Features
Danish Pop Band Marks 20 Years Of Fame In Asia
But the trio’s success belies a curious facet of its career: Two decades after releasing its debut CD, Michael Learns To Rock remains unknown in the United States and much of Europe but retains a legion of fans far away in Asia.
“When we started out by playing small gigs in small towns in Denmark, we had big dreams about world fame and fortune, but we feel privileged enough now to be embraced in Asia,” drummer Kare Wanscher said in an interview in Kuala Lumpur this week during a three-concert Malaysian tour.
Michael Learns To Rock initially comprised a quartet of two high school friends and their acquaintances who grew up loving pop music. They came up with their band’s name on a whim, inspired by Michael Jackson and 1980s groups such as Johnny Hates Jazz and Frankie Goes To Hollywood.
The young men enjoyed a promising beginning by winning a 1988 talent competition in Denmark and writing English-language songs that secured them a recording contract in the United States.
Despite recording their eponymous first album in Los Angeles and embarking on a promotional push in New York in 1991, the CD flopped in America. Their lead single, “The Actor,” received airplay in Denmark, Sweden and Switzerland, but the foundation for their future was paved by an Asian record executive who made it a No. 1 smash in Indonesia.
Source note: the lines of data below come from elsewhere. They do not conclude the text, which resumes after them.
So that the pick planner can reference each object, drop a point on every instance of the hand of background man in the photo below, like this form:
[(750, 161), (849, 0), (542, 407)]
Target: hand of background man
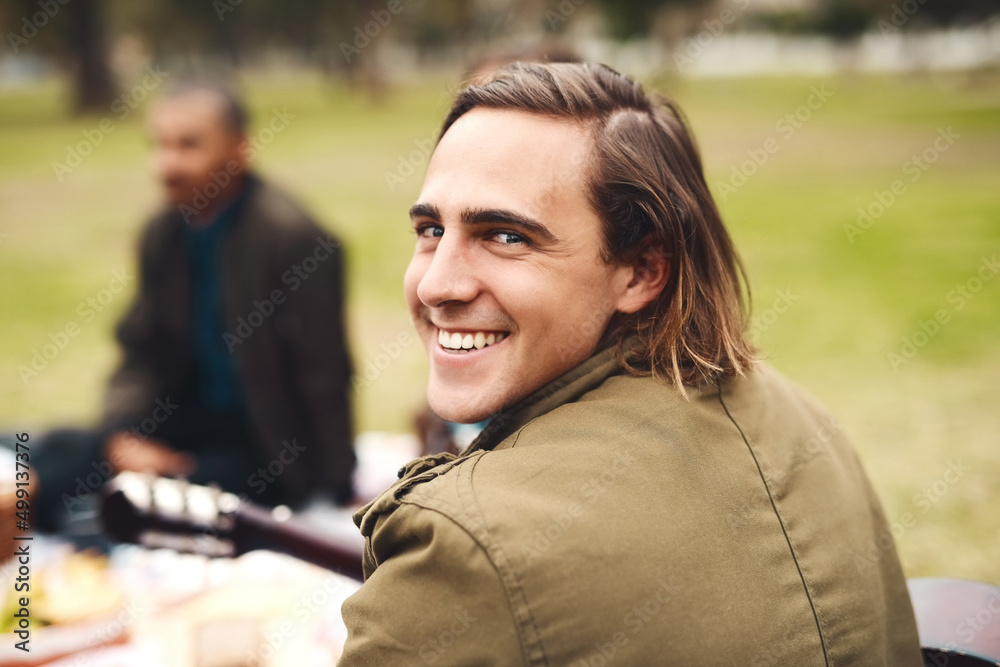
[(127, 452)]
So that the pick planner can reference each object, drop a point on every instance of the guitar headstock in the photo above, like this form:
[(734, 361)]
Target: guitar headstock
[(159, 512)]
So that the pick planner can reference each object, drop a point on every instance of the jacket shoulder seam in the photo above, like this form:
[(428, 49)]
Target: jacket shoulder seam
[(529, 636), (806, 584)]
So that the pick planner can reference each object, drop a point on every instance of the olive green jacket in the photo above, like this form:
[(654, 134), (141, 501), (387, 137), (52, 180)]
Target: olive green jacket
[(607, 520)]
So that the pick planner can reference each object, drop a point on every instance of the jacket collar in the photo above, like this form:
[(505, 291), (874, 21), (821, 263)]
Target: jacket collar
[(565, 389)]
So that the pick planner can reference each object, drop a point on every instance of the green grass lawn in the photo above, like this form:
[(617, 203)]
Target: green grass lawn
[(848, 300)]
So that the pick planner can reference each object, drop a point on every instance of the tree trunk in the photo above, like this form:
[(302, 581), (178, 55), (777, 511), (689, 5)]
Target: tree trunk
[(94, 84)]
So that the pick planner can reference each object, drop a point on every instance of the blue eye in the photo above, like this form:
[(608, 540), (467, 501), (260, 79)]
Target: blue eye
[(510, 238), (430, 231)]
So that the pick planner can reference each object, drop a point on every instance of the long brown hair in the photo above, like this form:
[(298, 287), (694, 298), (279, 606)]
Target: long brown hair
[(647, 185)]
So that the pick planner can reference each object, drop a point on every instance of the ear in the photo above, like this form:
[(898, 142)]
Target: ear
[(650, 272), (244, 151)]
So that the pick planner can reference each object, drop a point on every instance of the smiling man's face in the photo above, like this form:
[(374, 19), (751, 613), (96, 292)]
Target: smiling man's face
[(507, 286)]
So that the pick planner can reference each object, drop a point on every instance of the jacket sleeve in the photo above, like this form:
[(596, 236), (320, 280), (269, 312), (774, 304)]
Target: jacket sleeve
[(435, 598), (318, 354), (133, 387)]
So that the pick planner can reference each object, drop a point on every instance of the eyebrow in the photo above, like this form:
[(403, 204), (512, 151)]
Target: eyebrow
[(486, 216)]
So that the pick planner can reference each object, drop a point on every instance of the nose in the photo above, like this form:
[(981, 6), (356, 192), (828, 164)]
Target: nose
[(451, 276), (166, 161)]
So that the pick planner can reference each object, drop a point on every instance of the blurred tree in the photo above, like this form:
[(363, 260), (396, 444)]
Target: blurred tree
[(94, 84), (628, 19), (72, 34)]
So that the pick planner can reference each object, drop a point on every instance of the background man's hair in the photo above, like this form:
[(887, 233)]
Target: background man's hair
[(647, 185), (233, 108)]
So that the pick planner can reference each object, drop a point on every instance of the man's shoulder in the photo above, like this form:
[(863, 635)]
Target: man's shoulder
[(272, 207)]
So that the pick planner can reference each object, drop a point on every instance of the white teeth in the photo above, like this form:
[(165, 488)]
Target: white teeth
[(468, 341)]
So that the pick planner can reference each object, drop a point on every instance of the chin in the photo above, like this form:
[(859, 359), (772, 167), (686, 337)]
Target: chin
[(460, 412)]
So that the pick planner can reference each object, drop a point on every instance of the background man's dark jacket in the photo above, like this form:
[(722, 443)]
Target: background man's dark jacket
[(283, 300)]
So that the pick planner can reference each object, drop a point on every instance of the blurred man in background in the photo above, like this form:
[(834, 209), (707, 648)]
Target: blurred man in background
[(235, 367)]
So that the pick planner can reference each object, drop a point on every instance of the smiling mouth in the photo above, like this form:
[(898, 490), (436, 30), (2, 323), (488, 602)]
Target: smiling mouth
[(466, 341)]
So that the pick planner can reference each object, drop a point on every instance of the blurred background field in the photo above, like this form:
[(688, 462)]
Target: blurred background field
[(833, 300)]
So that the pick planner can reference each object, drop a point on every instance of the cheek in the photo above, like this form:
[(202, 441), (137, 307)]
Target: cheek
[(411, 279)]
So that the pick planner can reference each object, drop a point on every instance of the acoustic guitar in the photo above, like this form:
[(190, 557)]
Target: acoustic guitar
[(159, 512), (958, 620)]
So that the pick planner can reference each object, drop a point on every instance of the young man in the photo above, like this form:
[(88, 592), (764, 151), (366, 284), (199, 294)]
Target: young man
[(645, 492)]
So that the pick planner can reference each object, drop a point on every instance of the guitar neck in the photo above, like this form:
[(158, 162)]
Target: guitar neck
[(167, 513), (255, 528)]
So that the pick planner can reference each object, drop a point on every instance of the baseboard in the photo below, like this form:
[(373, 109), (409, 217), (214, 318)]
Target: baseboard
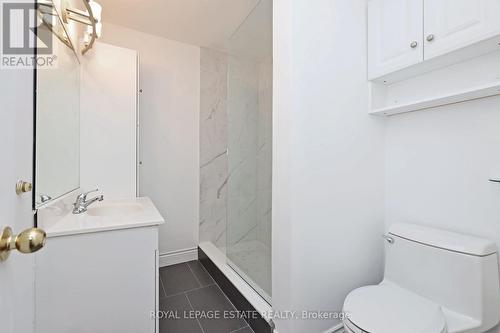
[(339, 328), (178, 257), (335, 329), (255, 321)]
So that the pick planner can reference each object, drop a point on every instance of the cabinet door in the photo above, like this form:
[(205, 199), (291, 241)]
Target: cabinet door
[(453, 24), (394, 35)]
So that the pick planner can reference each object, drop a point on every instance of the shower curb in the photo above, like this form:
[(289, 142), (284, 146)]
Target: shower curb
[(256, 322)]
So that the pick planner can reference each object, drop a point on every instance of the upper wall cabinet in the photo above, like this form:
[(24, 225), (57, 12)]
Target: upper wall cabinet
[(394, 35), (453, 24), (408, 37)]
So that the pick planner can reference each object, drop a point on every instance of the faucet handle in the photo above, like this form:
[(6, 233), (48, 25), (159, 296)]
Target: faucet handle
[(83, 196)]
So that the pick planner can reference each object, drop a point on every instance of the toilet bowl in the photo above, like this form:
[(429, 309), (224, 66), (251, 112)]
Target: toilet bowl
[(434, 282)]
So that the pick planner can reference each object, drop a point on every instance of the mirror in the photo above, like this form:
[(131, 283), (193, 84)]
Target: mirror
[(57, 164)]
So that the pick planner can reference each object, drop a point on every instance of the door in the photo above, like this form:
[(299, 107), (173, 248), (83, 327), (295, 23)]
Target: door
[(16, 144), (16, 141), (453, 24), (394, 35)]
Other Asian nations such as Malaysia, Singapore and the Philippines soon succumbed to the band’s charms, which blend the easy-listening wistfulness of Barry Manilow with the infectious melodies of ABBA.
“The honest feelings in our songs fit the Asian way,” said songwriter Jascha Richter, whose warm vocals have surely formed the soundtrack for numerous real-life teenage romances. “When we come to this region, we see a tradition for singing along to love songs that match our approach.”
Some critics call Michael Learns To Rock’s music mawkish. One of its biggest hits, “25 Minutes,” tells of a man who searches for a lover with whom he broke up, only to find her standing in a wedding gown in front of a church. She tearfully informs him that he’s 25 minutes too late.
But their radio-friendly earnestness turned the three men into Denmark’s biggest pop export, handing them respectable CD sales from Taiwan to Thailand and making them the headliners for a star-studded 1997 Hong Kong concert that marked the former British colony’s return to Chinese rule.
Another 1997 show in Hanoi nearly sparked a stampede when thousands of Vietnamese fans who were tricked into buying fake tickets hurled bricks through windows to enter the hall. Riot police escorted the band to safety.
These days, the band has a relaxed routine of making an album every few years and touring regularly, with recent stops in China and India. It plans to issue its eighth album this summer and still wants to perform in Bangladesh and Nepal.
Now in their 40s, with children they take on tour, the men say their youthful ambitions for wider fame have vanished.
“We’re busy and happy. We won’t try to spend a year in America to crack its market,” said guitarist Mikkel Lentz.